To avoid this basic misconception, the notional approach teaches grammar no longer as a
set of forms, as used to be the case in traditional teaching, but as a set of meaning (Newby
1998: 6) On the contrary, it familiarizes students gradually with all the different shades of
meaning out of the huge meaning palette that adverbs are and introduces meaning
categories one by a time. As Newby pointed out in his grammar for communication (1989:
142), this basic color sets which form the vast palette of adverbial meaning are manner,
degree, details, probability, opinion and frequency. These single meanings (Newby 1998:
6) are called notions and although they all share the same grammatical form they express
different meanings, and their introduction should be structured consequently.
So teaching adverbs in a communicative way would mean to introduce a notion at a time.
This way grammar teaching would be more like vocabulary learning. Pupils will be taught
for example that there is a wide range of different adverbs that express the notion of degree
in all its different meaning potential (Newby 2012: 8). For example, something can be
rather easy, fairly easy or very easy.
Thus, in one lesson student will just practice the notion of degree, and work on tasks in which
they should practice not just a form but a meaning embedded in a situation and secondly [..]
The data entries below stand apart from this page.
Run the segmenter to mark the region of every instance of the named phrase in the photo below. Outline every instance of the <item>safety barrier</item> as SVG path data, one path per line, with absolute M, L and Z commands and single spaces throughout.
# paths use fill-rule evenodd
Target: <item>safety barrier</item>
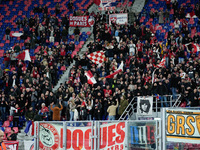
M 181 95 L 177 94 L 177 99 L 173 99 L 172 95 L 165 95 L 165 97 L 167 98 L 167 104 L 170 107 L 178 107 L 180 105 L 180 98 Z M 145 97 L 145 96 L 143 96 Z M 138 97 L 134 97 L 131 102 L 129 102 L 129 105 L 126 107 L 126 109 L 124 110 L 123 114 L 119 117 L 118 120 L 138 120 L 138 116 L 136 114 L 137 112 L 137 99 Z M 157 98 L 157 96 L 153 96 L 153 111 L 154 113 L 152 114 L 152 116 L 149 117 L 160 117 L 160 111 L 162 109 L 161 104 L 164 103 L 163 101 L 159 100 Z
M 200 108 L 162 109 L 162 149 L 200 148 Z
M 35 122 L 34 149 L 161 149 L 161 121 Z
M 199 149 L 200 108 L 162 108 L 161 118 L 35 122 L 34 148 L 35 150 Z

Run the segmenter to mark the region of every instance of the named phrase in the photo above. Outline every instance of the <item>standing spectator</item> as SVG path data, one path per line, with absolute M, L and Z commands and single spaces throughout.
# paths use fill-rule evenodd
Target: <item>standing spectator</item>
M 93 108 L 94 108 L 95 120 L 100 120 L 101 119 L 101 108 L 102 108 L 102 105 L 101 105 L 101 103 L 99 102 L 98 99 L 95 100 Z
M 163 107 L 163 103 L 164 103 L 165 107 L 168 107 L 167 97 L 166 97 L 167 94 L 168 94 L 167 87 L 162 83 L 162 81 L 159 81 L 158 96 L 160 96 L 161 107 Z
M 26 117 L 27 125 L 24 132 L 27 134 L 35 118 L 35 111 L 33 111 L 33 107 L 30 107 L 28 111 L 26 111 L 25 117 Z
M 176 18 L 176 20 L 174 21 L 174 29 L 179 30 L 180 25 L 181 25 L 180 21 L 178 20 L 178 18 Z
M 92 107 L 93 107 L 93 100 L 88 100 L 86 103 L 87 120 L 92 120 Z
M 17 135 L 15 133 L 15 130 L 12 128 L 11 131 L 10 131 L 11 135 L 7 135 L 7 139 L 9 141 L 16 141 L 17 140 Z
M 121 96 L 120 97 L 119 112 L 118 112 L 118 114 L 120 116 L 123 114 L 123 112 L 124 112 L 124 110 L 126 109 L 127 106 L 128 106 L 128 100 L 124 96 Z
M 170 13 L 169 13 L 169 10 L 165 10 L 165 13 L 164 13 L 164 17 L 165 17 L 165 23 L 169 23 L 170 22 Z
M 5 33 L 6 33 L 6 40 L 10 40 L 10 28 L 9 27 L 6 27 Z
M 3 138 L 4 138 L 4 132 L 2 130 L 0 130 L 0 143 L 1 143 L 1 149 L 2 150 L 6 150 L 6 145 L 3 142 Z
M 116 118 L 116 110 L 117 110 L 117 107 L 119 105 L 119 102 L 118 102 L 118 99 L 116 99 L 117 101 L 117 104 L 115 105 L 115 102 L 112 101 L 111 102 L 111 105 L 108 107 L 107 109 L 107 112 L 108 112 L 108 119 L 109 120 L 115 120 Z
M 162 25 L 164 23 L 164 13 L 163 10 L 161 10 L 159 12 L 159 20 L 158 20 L 159 24 Z
M 51 103 L 51 110 L 53 111 L 53 121 L 60 121 L 60 111 L 63 109 L 63 106 L 61 104 L 61 102 L 59 102 L 60 107 L 58 104 L 55 105 L 55 107 L 53 108 L 53 103 Z
M 56 12 L 56 15 L 58 15 L 60 13 L 60 3 L 56 4 L 56 6 L 55 6 L 55 12 Z
M 6 106 L 8 105 L 8 102 L 6 101 L 5 97 L 2 97 L 0 100 L 0 112 L 1 112 L 1 120 L 6 121 Z
M 75 108 L 76 108 L 76 104 L 74 103 L 74 99 L 70 100 L 69 101 L 69 113 L 70 113 L 70 121 L 73 121 L 74 120 L 74 111 L 75 111 Z
M 67 31 L 67 29 L 65 27 L 63 27 L 63 30 L 62 30 L 62 42 L 66 41 L 67 35 L 68 35 L 68 31 Z
M 43 119 L 47 120 L 49 109 L 48 109 L 48 107 L 45 106 L 45 103 L 42 103 L 41 107 L 42 108 L 41 108 L 41 110 L 39 110 L 38 114 L 41 115 L 43 117 Z
M 78 26 L 74 29 L 74 42 L 79 41 L 79 36 L 80 36 L 80 30 Z
M 67 6 L 68 6 L 69 11 L 72 12 L 72 9 L 73 9 L 73 6 L 74 6 L 72 0 L 70 0 L 70 2 L 67 4 Z

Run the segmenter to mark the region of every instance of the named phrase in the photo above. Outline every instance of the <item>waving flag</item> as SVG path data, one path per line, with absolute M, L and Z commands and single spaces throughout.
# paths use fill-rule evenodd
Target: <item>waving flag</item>
M 88 79 L 88 84 L 96 84 L 97 83 L 97 81 L 95 80 L 95 78 L 94 78 L 94 76 L 93 76 L 93 74 L 91 73 L 90 70 L 86 71 L 85 75 Z
M 25 50 L 17 56 L 18 59 L 31 61 L 29 50 Z
M 87 55 L 87 57 L 97 65 L 101 65 L 106 60 L 106 56 L 103 51 L 90 53 Z
M 160 68 L 160 67 L 165 67 L 165 62 L 166 62 L 166 59 L 165 57 L 162 58 L 162 60 L 160 61 L 160 63 L 158 65 L 156 65 L 156 69 Z M 155 75 L 155 71 L 156 69 L 153 71 L 152 73 L 152 84 L 155 82 L 155 78 L 154 78 L 154 75 Z
M 123 71 L 123 66 L 124 66 L 124 63 L 122 61 L 121 64 L 119 65 L 119 68 L 114 73 L 106 76 L 105 78 L 114 78 L 119 72 Z
M 166 62 L 166 59 L 165 59 L 165 57 L 163 57 L 162 60 L 160 61 L 160 63 L 156 67 L 157 68 L 164 67 L 165 66 L 165 62 Z
M 200 45 L 199 44 L 192 44 L 192 46 L 194 48 L 194 52 L 200 51 Z
M 187 13 L 186 18 L 197 18 L 197 16 L 195 15 L 194 11 L 190 12 L 190 13 Z
M 188 43 L 188 44 L 185 44 L 184 46 L 186 46 L 188 48 L 188 46 L 192 46 L 194 48 L 194 52 L 199 52 L 200 51 L 200 45 L 199 44 L 196 44 L 196 43 Z

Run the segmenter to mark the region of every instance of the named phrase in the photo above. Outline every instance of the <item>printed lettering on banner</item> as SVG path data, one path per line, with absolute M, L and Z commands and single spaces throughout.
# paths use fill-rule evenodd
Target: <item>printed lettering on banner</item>
M 109 24 L 111 23 L 116 23 L 116 24 L 126 24 L 128 23 L 128 14 L 123 13 L 123 14 L 110 14 L 109 15 Z
M 130 126 L 131 144 L 135 145 L 151 145 L 155 144 L 155 126 Z
M 25 150 L 34 150 L 34 141 L 24 141 Z
M 115 10 L 116 9 L 116 0 L 100 0 L 99 10 Z
M 93 132 L 94 133 L 94 132 Z M 67 126 L 67 149 L 90 150 L 92 145 L 91 126 Z M 123 150 L 125 122 L 106 123 L 100 126 L 100 150 Z M 94 145 L 94 144 L 93 144 Z M 39 132 L 40 149 L 63 149 L 63 126 L 41 123 Z
M 18 141 L 4 141 L 6 148 L 9 150 L 18 150 Z
M 137 114 L 140 116 L 152 115 L 153 96 L 137 97 Z
M 167 141 L 199 143 L 200 110 L 167 109 Z
M 91 27 L 94 25 L 94 17 L 89 16 L 70 16 L 70 27 Z

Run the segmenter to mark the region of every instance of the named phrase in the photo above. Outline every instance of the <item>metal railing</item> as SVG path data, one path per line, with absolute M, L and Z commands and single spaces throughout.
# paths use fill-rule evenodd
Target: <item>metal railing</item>
M 181 103 L 181 95 L 177 94 L 177 99 L 173 99 L 172 95 L 165 95 L 167 97 L 167 103 L 169 104 L 169 107 L 179 107 Z M 153 110 L 156 113 L 155 116 L 152 117 L 158 117 L 158 112 L 160 112 L 160 106 L 161 103 L 165 103 L 164 101 L 158 100 L 156 96 L 153 96 Z M 129 105 L 126 107 L 122 115 L 119 117 L 118 120 L 129 120 L 133 114 L 137 113 L 137 96 L 133 97 Z

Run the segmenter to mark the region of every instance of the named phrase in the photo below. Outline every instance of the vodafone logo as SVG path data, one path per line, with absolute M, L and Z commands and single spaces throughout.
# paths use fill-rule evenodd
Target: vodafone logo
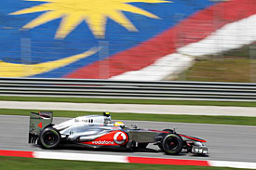
M 95 144 L 95 145 L 114 145 L 114 142 L 113 141 L 106 141 L 106 140 L 99 140 L 99 141 L 92 141 L 92 144 Z
M 116 132 L 114 136 L 114 141 L 118 145 L 124 144 L 127 138 L 127 135 L 124 132 Z

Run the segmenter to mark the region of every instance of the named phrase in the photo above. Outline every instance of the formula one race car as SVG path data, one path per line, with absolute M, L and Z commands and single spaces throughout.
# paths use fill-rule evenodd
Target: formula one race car
M 103 115 L 80 116 L 52 124 L 53 112 L 31 112 L 29 143 L 43 149 L 56 149 L 72 144 L 89 148 L 145 149 L 149 143 L 158 145 L 167 154 L 208 154 L 206 140 L 177 134 L 175 130 L 126 127 L 122 122 L 113 123 L 108 112 Z

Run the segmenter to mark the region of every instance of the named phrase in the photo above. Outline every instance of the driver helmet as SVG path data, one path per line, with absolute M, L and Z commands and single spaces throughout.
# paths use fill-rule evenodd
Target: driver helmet
M 119 126 L 119 127 L 125 127 L 125 124 L 124 123 L 122 123 L 122 122 L 115 122 L 115 124 L 114 124 L 114 125 L 115 126 Z
M 109 112 L 104 111 L 104 112 L 103 112 L 103 116 L 110 117 L 110 113 L 109 113 Z

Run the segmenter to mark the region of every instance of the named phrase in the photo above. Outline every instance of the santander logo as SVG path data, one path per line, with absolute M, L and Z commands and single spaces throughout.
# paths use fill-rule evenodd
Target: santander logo
M 114 136 L 114 141 L 118 145 L 124 144 L 127 138 L 127 135 L 124 132 L 117 132 Z

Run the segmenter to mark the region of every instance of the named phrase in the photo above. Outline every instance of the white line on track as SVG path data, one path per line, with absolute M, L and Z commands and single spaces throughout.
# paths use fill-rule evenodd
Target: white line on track
M 29 116 L 22 116 L 22 115 L 0 115 L 0 117 L 27 117 Z M 72 119 L 69 117 L 54 117 L 57 119 Z M 246 127 L 246 128 L 256 128 L 256 126 L 253 125 L 235 125 L 235 124 L 195 124 L 195 123 L 173 123 L 173 122 L 157 122 L 157 121 L 132 121 L 132 120 L 123 120 L 123 121 L 128 121 L 128 122 L 134 122 L 134 123 L 163 123 L 163 124 L 194 124 L 194 125 L 209 125 L 209 126 L 230 126 L 230 127 Z

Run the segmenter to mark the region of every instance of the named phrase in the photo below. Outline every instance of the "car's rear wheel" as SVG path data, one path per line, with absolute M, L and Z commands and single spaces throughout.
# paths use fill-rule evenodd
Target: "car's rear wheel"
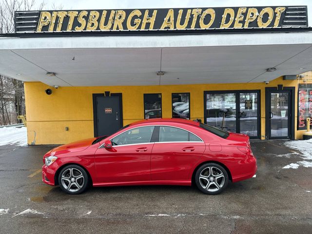
M 69 165 L 58 174 L 58 184 L 63 191 L 70 194 L 79 194 L 88 187 L 89 177 L 85 170 L 77 165 Z
M 195 175 L 196 185 L 204 194 L 219 194 L 225 189 L 229 182 L 229 176 L 222 166 L 208 163 L 201 166 Z

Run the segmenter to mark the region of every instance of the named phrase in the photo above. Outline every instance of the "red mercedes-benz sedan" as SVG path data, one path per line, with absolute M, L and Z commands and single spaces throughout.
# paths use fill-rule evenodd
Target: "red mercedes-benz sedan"
M 62 145 L 43 156 L 42 181 L 78 194 L 88 187 L 196 184 L 215 195 L 255 176 L 248 136 L 198 122 L 153 119 L 109 136 Z

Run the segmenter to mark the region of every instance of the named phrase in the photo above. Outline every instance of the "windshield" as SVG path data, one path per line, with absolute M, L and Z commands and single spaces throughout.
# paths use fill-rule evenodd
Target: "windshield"
M 213 127 L 212 126 L 208 125 L 205 123 L 199 123 L 199 127 L 201 128 L 203 128 L 208 132 L 211 132 L 211 133 L 213 133 L 214 134 L 220 136 L 220 137 L 224 138 L 224 139 L 227 138 L 230 135 L 229 133 L 227 132 L 221 130 L 221 129 L 219 129 L 215 127 Z

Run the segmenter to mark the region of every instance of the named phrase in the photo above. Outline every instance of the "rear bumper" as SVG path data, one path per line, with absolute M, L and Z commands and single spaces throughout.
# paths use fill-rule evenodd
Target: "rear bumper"
M 42 181 L 49 185 L 55 185 L 55 171 L 49 168 L 45 165 L 42 166 Z

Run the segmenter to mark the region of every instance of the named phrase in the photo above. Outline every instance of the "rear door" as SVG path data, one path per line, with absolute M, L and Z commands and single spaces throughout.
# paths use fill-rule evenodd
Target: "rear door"
M 190 170 L 205 151 L 204 142 L 183 129 L 169 126 L 157 127 L 159 140 L 152 151 L 152 180 L 189 179 Z

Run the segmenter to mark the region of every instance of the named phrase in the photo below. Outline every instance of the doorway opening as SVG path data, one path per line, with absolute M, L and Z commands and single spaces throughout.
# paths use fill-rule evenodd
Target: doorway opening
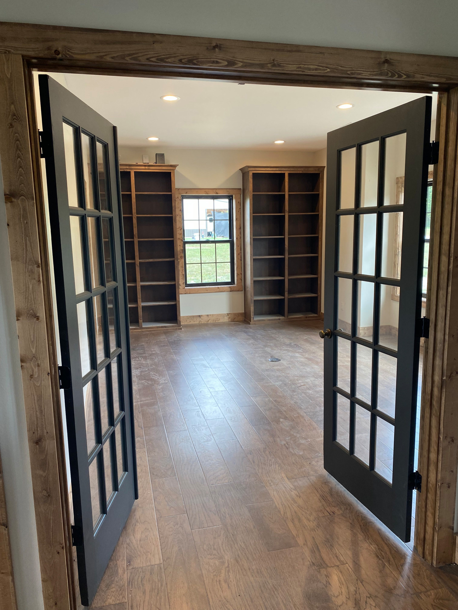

make meaningful statements which they relate to their own knowledge or experience
(Newby 1998: 11) This way students will spent their time producing language rather than
analyzing it: An outcome that should prove first of all motivating, as performing language is
clearly easier for students, than to engage in a meta-linguistic discourse, and is secondly in
line with the curriculum that clearly has an communicative focus (see AHS Curriculum). And
so after the initial notion has been practiced and is now part of the students procedural
knowledge (Newby 1998 : 4) a new notion for example that of frequency can be introduced,
and practiced and so step by step students will learn to use all different forms of adverbs just
by learning to express an always wider growing palette of meaning. And then someday
students will all of a sudden realize what they can actually already do with language, and
then looking back they might think to themselves that using adverbs is after all fairly easy.
3. Bibliography
Newby, David (2014) Handout: Intro. and Theory. Communicative Grammar in Theory and Practice
Schoolbooks:
Gerngro and others (2001) You and Me (1-4) Vienna sterreicher Bundesverlag
Has Frank (2007) Red Line 2 Coursebook Vienna: sterreichischer Bundesverlag .
Newby, David (1989) Grammar for Communication. Vienna: sterreichischer Bundesverlag.